Topics: Developer Forum, Project Management Forum
Jul 20, 2010 at 10:41 AM

Hi All,

Recently I'm using HTML Agility to convert html to text, I always works excellent, but when I converting a Chinese html, the text became to mess code. 

 

Do any one have any suggestion?  Thanks in advance!

Jess 

Aug 12, 2010 at 9:29 AM

Set the right Encoding.

Aug 16, 2010 at 11:45 PM

The "Encoding" and "DeclaredEncoding" property of Document class has already got the web page right encoding, such as GB2312; you can get the encoding and decode the web text.

But, personally, HAP should automatically decode the html text string.

Aug 16, 2010 at 11:59 PM
This has been covered extensively before.

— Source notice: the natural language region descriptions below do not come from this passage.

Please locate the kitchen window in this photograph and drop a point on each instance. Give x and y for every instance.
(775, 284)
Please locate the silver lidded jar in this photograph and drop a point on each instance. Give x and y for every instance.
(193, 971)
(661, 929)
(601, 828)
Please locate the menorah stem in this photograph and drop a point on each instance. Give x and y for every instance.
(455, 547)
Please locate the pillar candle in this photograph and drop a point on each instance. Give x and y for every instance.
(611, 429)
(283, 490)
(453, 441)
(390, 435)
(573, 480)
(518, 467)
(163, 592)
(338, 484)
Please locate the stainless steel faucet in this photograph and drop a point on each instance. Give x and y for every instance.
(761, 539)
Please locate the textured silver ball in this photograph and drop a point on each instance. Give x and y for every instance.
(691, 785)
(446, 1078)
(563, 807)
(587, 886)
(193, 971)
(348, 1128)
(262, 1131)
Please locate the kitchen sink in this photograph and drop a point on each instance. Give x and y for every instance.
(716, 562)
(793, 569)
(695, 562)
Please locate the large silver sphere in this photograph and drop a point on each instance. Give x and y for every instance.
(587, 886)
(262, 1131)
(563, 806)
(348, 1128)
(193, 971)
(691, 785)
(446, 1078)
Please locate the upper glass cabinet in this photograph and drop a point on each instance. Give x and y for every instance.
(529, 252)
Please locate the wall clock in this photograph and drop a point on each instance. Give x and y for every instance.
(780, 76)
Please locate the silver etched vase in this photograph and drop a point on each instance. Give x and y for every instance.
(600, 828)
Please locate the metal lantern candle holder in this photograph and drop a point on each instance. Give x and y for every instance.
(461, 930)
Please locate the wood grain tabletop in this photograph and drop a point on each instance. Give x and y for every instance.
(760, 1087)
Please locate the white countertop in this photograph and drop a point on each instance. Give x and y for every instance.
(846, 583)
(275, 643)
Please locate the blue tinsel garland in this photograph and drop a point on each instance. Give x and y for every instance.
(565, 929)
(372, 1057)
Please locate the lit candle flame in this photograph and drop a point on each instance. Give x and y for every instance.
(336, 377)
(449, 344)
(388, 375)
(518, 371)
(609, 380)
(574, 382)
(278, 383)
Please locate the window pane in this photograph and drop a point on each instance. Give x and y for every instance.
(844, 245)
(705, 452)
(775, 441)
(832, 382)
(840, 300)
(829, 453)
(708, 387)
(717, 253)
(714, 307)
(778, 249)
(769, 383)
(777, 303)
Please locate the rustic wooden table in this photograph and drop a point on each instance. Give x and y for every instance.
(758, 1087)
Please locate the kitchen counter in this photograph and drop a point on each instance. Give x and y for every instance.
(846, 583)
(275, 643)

The while I agree it should be more automatic, the problem with is that by the time it can be detected via the html header it is already reading the stream which would need to be restarted. While it is possible and has been looked into in the past I found GB2312 doesn't decode it correctly. I found even after using the encoding the characters would still be corrupted. Furthermore it was found switching to UTF-8 or UTF-16 would allow the document to be parsed correctly. Personally I think most of the HtmlWeb class needs to be refactored and possibly dropped. It recreates/hides a lot of functionality added in .NET after it was written.